Jonathan Winchester, MD of mystery shopping and customer service specialist Shopper Anonymous, points to the power of moments of truth

Over the years, thousands of studies have shown that what makes effective one-to-one communication between your team member and the customer has three major components: body language, the tone of your voice and the words that you use.

Research tells us, however, that body language makes up 80% of one-to-one communication and our more than 100,000 mystery shopping trips in the fresh food industry across the world over the past 15 years back this up.

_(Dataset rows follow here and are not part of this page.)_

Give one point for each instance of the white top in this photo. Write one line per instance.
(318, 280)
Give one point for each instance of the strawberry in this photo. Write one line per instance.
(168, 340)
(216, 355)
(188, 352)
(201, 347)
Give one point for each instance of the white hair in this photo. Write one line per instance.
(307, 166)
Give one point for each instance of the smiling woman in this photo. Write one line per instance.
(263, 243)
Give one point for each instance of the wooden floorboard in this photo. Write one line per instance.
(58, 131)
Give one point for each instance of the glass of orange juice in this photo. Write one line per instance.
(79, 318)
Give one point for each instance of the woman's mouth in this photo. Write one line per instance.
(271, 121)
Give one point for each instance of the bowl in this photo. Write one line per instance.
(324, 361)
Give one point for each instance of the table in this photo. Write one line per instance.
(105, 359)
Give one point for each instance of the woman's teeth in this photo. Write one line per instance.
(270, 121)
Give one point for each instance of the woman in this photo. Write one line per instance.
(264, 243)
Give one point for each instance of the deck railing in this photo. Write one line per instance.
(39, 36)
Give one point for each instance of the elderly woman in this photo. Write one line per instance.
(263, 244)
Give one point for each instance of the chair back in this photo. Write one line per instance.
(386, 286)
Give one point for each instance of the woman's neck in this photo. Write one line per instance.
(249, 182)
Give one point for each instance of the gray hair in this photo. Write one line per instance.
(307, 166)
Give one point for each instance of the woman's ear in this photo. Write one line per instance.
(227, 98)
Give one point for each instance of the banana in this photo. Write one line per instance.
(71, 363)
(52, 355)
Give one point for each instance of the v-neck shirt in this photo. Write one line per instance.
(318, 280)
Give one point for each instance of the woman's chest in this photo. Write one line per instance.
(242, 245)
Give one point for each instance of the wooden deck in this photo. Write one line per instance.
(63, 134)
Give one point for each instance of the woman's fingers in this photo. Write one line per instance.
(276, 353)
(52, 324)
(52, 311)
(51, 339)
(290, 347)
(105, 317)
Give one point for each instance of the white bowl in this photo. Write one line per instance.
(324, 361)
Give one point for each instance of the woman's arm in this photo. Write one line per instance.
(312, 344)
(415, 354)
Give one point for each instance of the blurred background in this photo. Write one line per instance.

Given that you have just six seconds in which to impress the customer, the two most important components are eye contact and a smile, preferably with a positive acknowledgement normally a simple "hello!". In Shopper Anonymous-speak, we call this ’the moment of truth’.

A ’moment of truth’ presents a positive impression of a business and can happen several times to a single customer while within your bakery. These ’moments of truth’ can be while the customer is in a queue or when they’re being served; sitting at a table, when a team member passes them; and, most importantly, when they leave the shop when the initial "hello" is replaced with "thank you", "goodbye" or "look forward to seeing you again".

We know that in a bakery with a sit-down food offering, the average team has the opportunity to deliver at least four ’moments of truth’ to every customer. A good tip is to sit in your bakery, follow a customer through the experience and measure how many moments of truth that customer receives. I suspect that, in the average bakery, it might be one out of the possible four.

Through our surveys we know that businesses on a comprehensive mystery-shopping programme deliver at least three, ensuring customers leave with a positive impression that leads them to recommend the business to their friends all based on that all-important ’moment of truth’.

Your challenge is to measure and increase the ’moments of truth’ within your business. You or even better, someone anonymous should go and observe your team in action right now to see if they are delivering ’moments of truth’. Working on the ratio of four per customer, if you’ve got 200 customers per day, that’s 800 ’moments of truth’ your team need to be delivering. Put simply, more ’moments of truth’ equals more profitability.